Its caption said: “Know that you are not alone. Your compatriots around the world are proudly shouting your voice… In particular, President Trump, as the leader of the free world, has carefully observed your indescribable bravery and has announced that he is ready to help you.”
He added: “I know that I will soon be by your side.”
US-based Pahlavi has been calling for people to take to the streets, and has said he is preparing to return to the country.
He claimed the Islamic republic was facing a “severe shortage of mercenaries” and that “many armed and security forces have left their workplaces or disobeyed orders to suppress the people”. The BBC could not verify these claims.
Pahlavi encouraged people to continue protesting on Sunday evening, but to stay in groups or with crowds and not “endanger your lives”.
Amnesty International said it was analysing “distressing reports that security forces had intensified their unlawful use of lethal force against protesters” since Thursday.
Foreign Secretary Yvette Cooper said those speaking out against Khamenei’s government should not face “the threat of violence or reprisals”.
Since Friday night, staff at three hospitals have told the BBC they had been overwhelmed with casualties.
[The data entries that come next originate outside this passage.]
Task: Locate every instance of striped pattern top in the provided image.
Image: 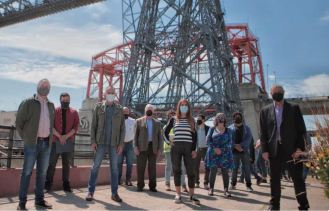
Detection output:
[173,118,192,143]
[163,117,197,149]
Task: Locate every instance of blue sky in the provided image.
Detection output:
[0,0,329,121]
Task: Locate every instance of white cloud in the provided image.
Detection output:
[268,75,275,80]
[0,61,89,88]
[320,9,329,22]
[282,74,329,97]
[84,4,111,20]
[0,22,122,61]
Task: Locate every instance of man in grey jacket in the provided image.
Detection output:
[86,86,126,202]
[16,79,55,210]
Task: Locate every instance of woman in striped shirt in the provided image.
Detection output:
[164,99,200,204]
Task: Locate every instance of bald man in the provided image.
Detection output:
[86,86,126,202]
[16,79,55,210]
[134,104,163,192]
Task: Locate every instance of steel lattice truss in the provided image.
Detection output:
[121,0,242,119]
[226,24,266,93]
[0,0,106,28]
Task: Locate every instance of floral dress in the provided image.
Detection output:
[204,127,234,169]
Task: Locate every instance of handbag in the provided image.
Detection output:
[56,138,73,154]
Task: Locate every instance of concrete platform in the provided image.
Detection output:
[0,176,329,211]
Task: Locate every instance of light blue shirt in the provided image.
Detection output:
[274,103,284,140]
[197,127,208,148]
[146,118,153,142]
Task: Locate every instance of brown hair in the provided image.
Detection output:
[166,109,176,121]
[176,99,195,132]
[214,113,226,127]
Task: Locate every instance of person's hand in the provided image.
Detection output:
[134,148,139,155]
[91,143,97,153]
[59,135,68,145]
[157,150,161,157]
[262,152,269,161]
[291,148,302,159]
[117,146,122,154]
[214,148,222,155]
[234,144,243,152]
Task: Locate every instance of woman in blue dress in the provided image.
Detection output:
[205,113,234,197]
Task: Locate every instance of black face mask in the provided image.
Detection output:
[272,93,283,102]
[217,118,224,124]
[61,102,70,109]
[146,110,153,116]
[234,118,242,124]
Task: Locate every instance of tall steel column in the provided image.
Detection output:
[121,0,242,120]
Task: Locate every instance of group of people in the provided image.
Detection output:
[16,79,309,211]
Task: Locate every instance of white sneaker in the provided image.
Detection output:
[174,194,182,204]
[189,195,200,205]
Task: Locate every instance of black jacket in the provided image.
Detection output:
[260,101,306,157]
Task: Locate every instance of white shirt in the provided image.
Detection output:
[125,117,135,142]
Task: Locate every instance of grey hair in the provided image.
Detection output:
[270,84,284,93]
[145,104,154,111]
[37,78,50,87]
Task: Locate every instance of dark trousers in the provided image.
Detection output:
[231,153,251,187]
[170,141,195,188]
[195,148,210,184]
[45,143,71,188]
[209,167,230,190]
[270,143,309,208]
[137,142,157,189]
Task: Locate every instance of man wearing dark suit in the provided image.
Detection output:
[195,114,210,190]
[260,84,310,211]
[134,104,163,192]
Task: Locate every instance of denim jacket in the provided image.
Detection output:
[228,124,252,155]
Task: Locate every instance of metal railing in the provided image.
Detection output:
[0,125,164,168]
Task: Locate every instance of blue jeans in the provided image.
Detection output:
[256,149,267,178]
[165,152,186,185]
[88,144,118,195]
[231,153,251,187]
[19,139,50,202]
[118,141,134,181]
[240,163,262,181]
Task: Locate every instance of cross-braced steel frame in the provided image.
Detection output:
[121,0,242,120]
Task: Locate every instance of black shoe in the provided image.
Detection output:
[298,205,309,211]
[34,200,53,209]
[267,205,280,211]
[17,202,27,211]
[63,186,73,193]
[43,185,51,193]
[126,180,133,186]
[86,193,94,201]
[111,194,122,202]
[224,189,232,197]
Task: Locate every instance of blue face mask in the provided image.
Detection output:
[179,106,188,114]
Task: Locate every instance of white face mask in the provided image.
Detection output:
[106,94,115,102]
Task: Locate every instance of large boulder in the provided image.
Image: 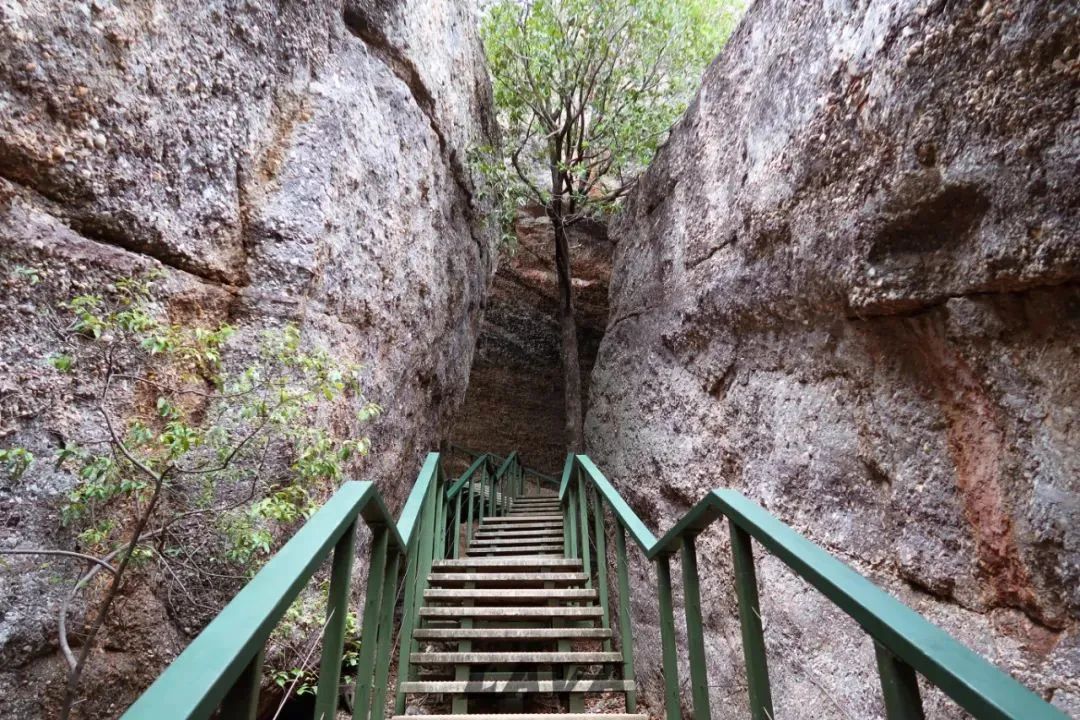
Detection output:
[586,0,1080,719]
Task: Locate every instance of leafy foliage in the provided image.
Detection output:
[482,0,742,222]
[49,276,380,571]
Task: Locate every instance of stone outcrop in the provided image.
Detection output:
[586,0,1080,719]
[0,0,495,718]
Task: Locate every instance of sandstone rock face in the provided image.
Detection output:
[451,206,612,476]
[588,0,1080,719]
[0,0,495,718]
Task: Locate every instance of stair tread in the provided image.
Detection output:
[402,680,636,694]
[423,587,597,600]
[391,712,649,720]
[476,527,563,538]
[420,606,604,619]
[409,652,622,665]
[413,627,611,640]
[470,533,563,545]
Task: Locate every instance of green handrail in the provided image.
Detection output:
[559,454,1067,720]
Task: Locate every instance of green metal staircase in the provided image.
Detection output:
[123,446,1066,720]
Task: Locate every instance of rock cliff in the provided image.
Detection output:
[451,206,611,476]
[0,0,495,718]
[586,0,1080,720]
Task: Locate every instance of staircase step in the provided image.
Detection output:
[402,680,636,694]
[484,515,563,525]
[409,652,622,665]
[423,587,597,601]
[428,572,588,585]
[432,557,581,571]
[420,606,604,620]
[391,712,649,720]
[413,627,611,641]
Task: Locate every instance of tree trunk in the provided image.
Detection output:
[548,202,585,452]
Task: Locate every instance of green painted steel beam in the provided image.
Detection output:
[874,642,926,720]
[615,522,637,712]
[123,479,388,720]
[729,522,775,720]
[653,555,683,720]
[315,520,360,719]
[558,452,577,500]
[352,529,387,720]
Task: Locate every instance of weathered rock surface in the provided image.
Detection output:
[0,0,494,718]
[588,0,1080,719]
[450,206,612,475]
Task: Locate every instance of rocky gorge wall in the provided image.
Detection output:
[451,206,612,476]
[0,0,495,719]
[586,0,1080,720]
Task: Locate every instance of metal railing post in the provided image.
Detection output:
[615,518,637,714]
[578,471,593,587]
[373,553,403,720]
[315,520,356,720]
[653,555,683,720]
[874,641,926,720]
[220,648,266,720]
[352,528,390,720]
[592,492,611,652]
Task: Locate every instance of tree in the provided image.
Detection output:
[482,0,741,450]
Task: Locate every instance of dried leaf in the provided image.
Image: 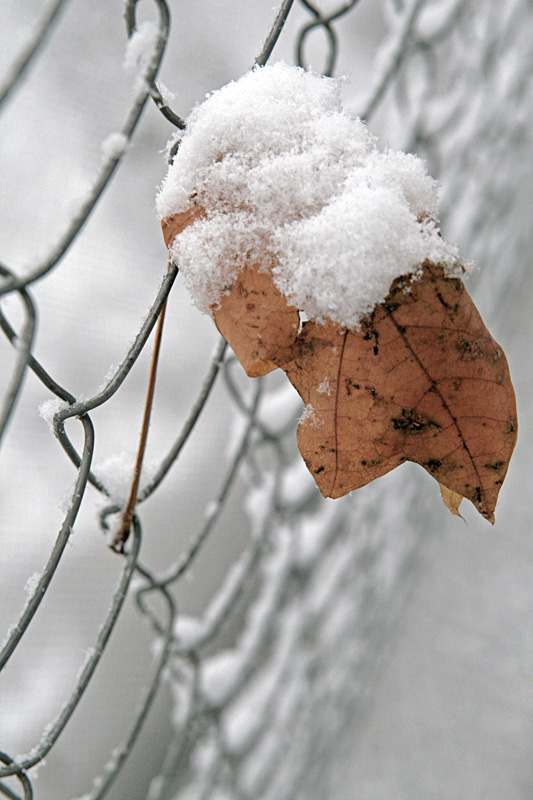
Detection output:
[162,204,517,522]
[282,264,517,521]
[440,483,463,519]
[161,205,205,250]
[213,266,300,378]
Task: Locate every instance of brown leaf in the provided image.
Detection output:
[162,201,517,522]
[282,264,517,521]
[161,205,300,378]
[213,265,300,378]
[161,205,205,250]
[440,483,463,519]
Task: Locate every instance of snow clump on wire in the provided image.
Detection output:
[157,63,463,328]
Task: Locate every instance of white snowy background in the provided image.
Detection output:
[0,0,533,800]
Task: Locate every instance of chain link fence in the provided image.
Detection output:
[0,0,533,800]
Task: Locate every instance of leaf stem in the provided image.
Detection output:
[110,268,167,553]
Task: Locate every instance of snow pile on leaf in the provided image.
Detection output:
[157,63,463,328]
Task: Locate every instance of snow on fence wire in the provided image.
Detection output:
[0,0,533,800]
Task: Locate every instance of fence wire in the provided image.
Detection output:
[0,0,533,800]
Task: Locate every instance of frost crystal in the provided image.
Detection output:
[100,131,129,161]
[157,63,461,327]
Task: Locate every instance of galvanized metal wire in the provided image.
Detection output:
[0,0,533,800]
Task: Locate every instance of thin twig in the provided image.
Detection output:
[255,0,294,67]
[110,290,170,553]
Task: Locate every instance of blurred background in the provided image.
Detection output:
[0,0,533,800]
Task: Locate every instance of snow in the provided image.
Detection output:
[39,397,69,432]
[157,62,463,328]
[123,20,159,82]
[100,131,129,161]
[93,451,158,506]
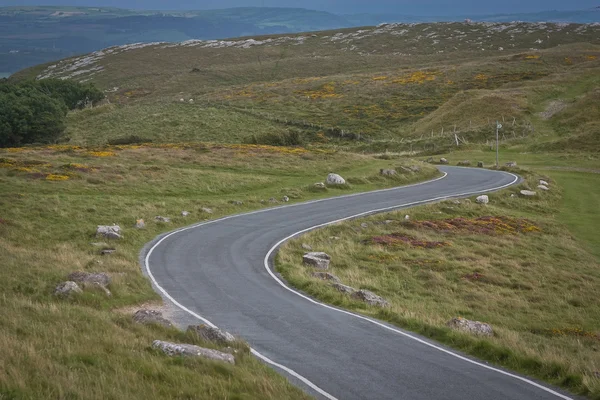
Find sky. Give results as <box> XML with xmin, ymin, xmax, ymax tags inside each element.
<box><xmin>0</xmin><ymin>0</ymin><xmax>600</xmax><ymax>16</ymax></box>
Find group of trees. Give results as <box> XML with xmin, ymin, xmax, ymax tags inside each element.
<box><xmin>0</xmin><ymin>79</ymin><xmax>104</xmax><ymax>147</ymax></box>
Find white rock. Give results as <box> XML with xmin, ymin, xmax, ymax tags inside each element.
<box><xmin>475</xmin><ymin>194</ymin><xmax>490</xmax><ymax>204</ymax></box>
<box><xmin>327</xmin><ymin>174</ymin><xmax>346</xmax><ymax>185</ymax></box>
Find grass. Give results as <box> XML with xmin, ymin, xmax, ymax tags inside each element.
<box><xmin>0</xmin><ymin>143</ymin><xmax>437</xmax><ymax>399</ymax></box>
<box><xmin>277</xmin><ymin>172</ymin><xmax>600</xmax><ymax>398</ymax></box>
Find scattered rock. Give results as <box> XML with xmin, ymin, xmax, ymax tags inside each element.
<box><xmin>133</xmin><ymin>309</ymin><xmax>173</xmax><ymax>328</ymax></box>
<box><xmin>446</xmin><ymin>317</ymin><xmax>494</xmax><ymax>336</ymax></box>
<box><xmin>54</xmin><ymin>281</ymin><xmax>83</xmax><ymax>297</ymax></box>
<box><xmin>519</xmin><ymin>190</ymin><xmax>537</xmax><ymax>197</ymax></box>
<box><xmin>312</xmin><ymin>272</ymin><xmax>342</xmax><ymax>283</ymax></box>
<box><xmin>475</xmin><ymin>194</ymin><xmax>490</xmax><ymax>204</ymax></box>
<box><xmin>327</xmin><ymin>174</ymin><xmax>346</xmax><ymax>185</ymax></box>
<box><xmin>96</xmin><ymin>225</ymin><xmax>123</xmax><ymax>239</ymax></box>
<box><xmin>152</xmin><ymin>340</ymin><xmax>235</xmax><ymax>364</ymax></box>
<box><xmin>187</xmin><ymin>324</ymin><xmax>235</xmax><ymax>343</ymax></box>
<box><xmin>352</xmin><ymin>290</ymin><xmax>389</xmax><ymax>307</ymax></box>
<box><xmin>331</xmin><ymin>283</ymin><xmax>356</xmax><ymax>294</ymax></box>
<box><xmin>302</xmin><ymin>252</ymin><xmax>331</xmax><ymax>269</ymax></box>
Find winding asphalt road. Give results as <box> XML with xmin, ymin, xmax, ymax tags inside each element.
<box><xmin>142</xmin><ymin>167</ymin><xmax>571</xmax><ymax>400</ymax></box>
The BBC Persian service has verified that 70 bodies were brought to just one hospital in Rasht city on Friday night.
BBC Persian has confirmed the identities of 26 people killed, including six children. Members of the security forces have also been killed, with one human rights group putting the number at 14.
A hospital worker in Tehran described “very horrible scenes”, saying there were so many wounded that staff did not have time to perform CPR, and that morgues did not have enough room to store the bodies of those who had died.
“Around 38 people died. Many as soon as they reached the emergency beds… direct shots to the heads of the young people, to their hearts as well. Many of them didn’t even make it to the hospital.”
The hospital worker said the dead or wounded were young people. “Couldn’t look at many of them, they were 20-25 years old.”
The protests have been the most widespread since an uprising in 2022 sparked by the death in custody of Mahsa Amini, a young Kurdish woman who was detained by morality police for allegedly not wearing her hijab properly.
More than 550 people were killed and 20,000 detained by security forces over several months, according to human rights groups.